Spring is in the air and grass is sprouting from the ground. To spray for weeds and insects, or not to spray, that is the question for some this time of year. Many who use pesticides in or around their homes do not fully understand the inherent dangers of these widely-used chemicals. Pesticides, which include chemicals that kill or deter various plants, insects, animals and fungi, are toxic – that is their purpose. According to the Stockholm Convention on Persistent Organic Pollutants, 10 of the 12 most dangerous and persistent organic chemicals are pesticides. And in many cases, pesticides are used excessively or incorrectly.
These chemicals are generally broad or wide-spectrum, meaning that they cannot target just one type of organism, but usually harm many other species. These chemicals are mixtures containing toxins that can be dangerous in even small amounts, with some components merely listed as “inert” that can be even more toxic than the listed chemicals. Some of the chemicals in pesticides can break down into chemicals more toxic than the parent chemical. Also beware of pesticides labeled as “organic” – this has little meaning in the pesticide industry beyond containing carbon and hydrogen.

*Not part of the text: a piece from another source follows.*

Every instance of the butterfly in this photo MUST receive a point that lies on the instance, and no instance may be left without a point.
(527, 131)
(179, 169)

Humans, as well as our pets, take in most pesticides through our skin or by breathing in the chemicals. According to the EPA, 95% of the pesticides used on residential lawns are possible or probable carcinogens – that is, they can cause cancer. For example, in 1989, the National Cancer Institute reported that children develop leukemia six times more often when pesticides are used around their homes. There are many human health studies, many cases of death or injury, which have been linked to pesticides, including the increasing incidence of non-Hodgkin’s lymphoma. Beyond human health concerns, these pesticides adversely affect waterways and natural areas, and kill off wildlife.
Do not assume that because a pesticide is on the market, in your local store, that it is safe. Very few pesticides have undergone safety screenings or been fully tested for human health hazards. If testing is done, it is usually performed by the chemical manufacturer, not the U.S. Environmental Protection Agency. The federal pesticide registration program is not a consumer safety program – registration does not ensure safety. The EPA does not have testing or assessment guidelines for lawn use of pesticides.
There are alternatives to pesticides and manufactured fertilizers, such as recycling of grass clippings and use of other natural fertilizers, native grasses and backyard wildlife habitats, natural insect repellant recipes, and encouraging beneficial insects such as ladybugs. A “green” lawn that is not addicted to chemicals has often been shown to be more resilient to pests and other problems. Useful sources of information on pesticide affects and alternatives include the National Pesticide Information Center and the Pesticide Action Network North America.
Which is better, peace of mind or a piece of pimped out lawn?